While CHIME said it supports the new payment model and delivery reform from the MACRA rule, there are also significant challenges that need to be addressed.
There is a key lack of interoperability in the US health system, there must be better synchronization across all Meaningful Use programs, and more attention must be given to cybersecurity.
Healthcare cybersecurity threats have increased, and as providers work to become more interoperable and implement new technologies, the threats will only continue to grow. With this in mind, CHIME explained that it was disappointed that CMS did not take its suggestion of giving credit to clinicians for working to strengthen their practices against cybersecurity threats.
“The transformation of our healthcare system is predicated on robust data exchange and the ability for clinicians to access data where and when they need it,” CHIME explained in the letter. “Meanwhile, patients are increasingly demanding ubiquitous access to their records. As healthcare grows more digital, more data is susceptible to compromise and we are seeing this play out with more breaches and highly-publicized headlines around ransomware.”
Medical device security is also a key area of concern, as the increased role of Internet of Things (IoT) will also open healthcare organizations up to more potential threats. Patient safety may be affected, CHIME noted.

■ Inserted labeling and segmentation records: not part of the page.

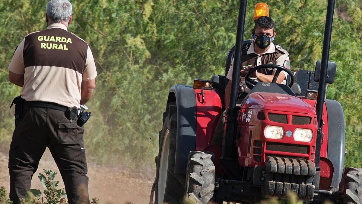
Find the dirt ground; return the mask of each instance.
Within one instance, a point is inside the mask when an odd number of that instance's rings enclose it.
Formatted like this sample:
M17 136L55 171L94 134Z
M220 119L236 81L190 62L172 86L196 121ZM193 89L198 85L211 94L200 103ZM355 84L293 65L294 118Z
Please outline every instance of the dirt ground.
M6 153L0 152L0 186L5 187L8 193L8 156ZM50 169L58 172L54 180L59 181L59 187L64 187L58 168L47 149L33 177L32 188L41 189L42 192L38 174L43 174L43 169ZM122 167L102 166L88 162L87 175L89 177L89 196L100 199L101 204L124 204L130 201L133 204L148 203L155 172L150 169L147 171L136 173Z

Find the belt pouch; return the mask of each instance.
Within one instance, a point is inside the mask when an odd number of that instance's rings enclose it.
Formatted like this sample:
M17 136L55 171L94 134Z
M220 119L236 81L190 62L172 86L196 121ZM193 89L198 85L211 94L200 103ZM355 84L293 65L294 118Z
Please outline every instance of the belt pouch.
M21 97L20 96L15 97L13 100L13 102L11 103L11 105L10 105L10 108L11 108L13 104L15 105L15 113L14 115L16 119L20 118L22 115L24 103L24 99L21 98Z

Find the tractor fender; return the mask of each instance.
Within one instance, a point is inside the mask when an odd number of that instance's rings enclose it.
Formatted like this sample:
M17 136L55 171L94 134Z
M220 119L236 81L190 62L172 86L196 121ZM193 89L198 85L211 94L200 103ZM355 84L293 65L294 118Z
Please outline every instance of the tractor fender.
M167 103L176 102L177 108L175 172L186 174L189 153L196 141L196 99L193 87L176 85L170 88Z
M328 117L327 158L333 164L334 171L331 187L338 188L342 179L344 164L345 129L344 115L337 101L325 99Z

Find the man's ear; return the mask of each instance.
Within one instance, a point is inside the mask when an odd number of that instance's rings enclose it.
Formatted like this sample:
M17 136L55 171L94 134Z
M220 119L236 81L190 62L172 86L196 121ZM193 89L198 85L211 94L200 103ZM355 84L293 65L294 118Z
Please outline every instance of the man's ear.
M69 21L68 21L68 25L69 25L71 23L72 23L72 19L73 18L73 15L70 15L70 18L69 19Z

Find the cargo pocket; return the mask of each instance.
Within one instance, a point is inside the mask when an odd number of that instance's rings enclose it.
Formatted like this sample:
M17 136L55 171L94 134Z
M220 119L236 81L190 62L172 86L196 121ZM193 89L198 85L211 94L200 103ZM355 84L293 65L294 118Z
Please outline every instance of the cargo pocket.
M88 167L87 166L87 161L85 159L85 149L84 147L80 148L81 157L81 158L82 169L83 172L86 175L88 172Z
M10 150L9 151L9 162L8 163L8 168L10 170L13 167L14 167L20 163L18 159L17 159L18 157L18 154L17 153L18 150L17 150L17 147L19 144L19 140L17 137L13 136L13 139L10 143Z
M76 121L58 122L58 142L61 144L75 144L81 139L79 135Z

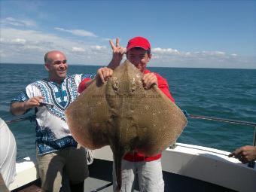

“With the growing amount of healthcare information being accessible and moved electronically CHIME recommends CMS include as soon as possible clinical improvement activities that incent clinicians to take steps to better ward off cybersecurity threats and engage in good cyber hygiene.”
Along with a closer look at cybersecurity threats, CHIME also outlined the following areas of recommendation for CMS:
- Make 2018, in addition to 2017, a year of transition
- Adopt a single set of standards to facilitate more seamless data exchange
- Align health IT reporting requirements across all provider settings
- Create new data blocking provisions, including limiting the data blocking attestation to statement one at this time
Overall, CHIME explained that for the new payment and delivery reform model to succeed, the healthcare industry needs a “high-performing, interoperable and secure technical infrastructure.”
The steps CMS has already taken to improve the flexibility for clinicians to utilize health IT for better outcomes is important. Having a 90-day reporting period under the rule and fewer measures that must be met under the Advancing Care Information (ACI) performance category are also key steps.
“We also endorse CMS’ decision to make 2017 a transition year and allowing clinicians to proceed at a pace that best suits their practice and patient needs,” the letter stated.
Healthcare cybersecurity has been a key area of concern for CHIME, with the organization even establishing the CHIME Cybersecurity Center and Program Office earlier this year.
With the center, CHIME had hoped to advance healthcare information sharing, create and distribute cybersecurity best practices, and foster partnerships with federal agencies.
“Cyber threats are becoming more sophisticated and more dangerous every day,” CHIME President and CEO Russell Branzell said in an earlier statement. “Today the focus is ransomware, tomorrow it will be something else. As an industry, we need to pull together and share what’s working so that we can effectively safeguard our systems and protect patients.”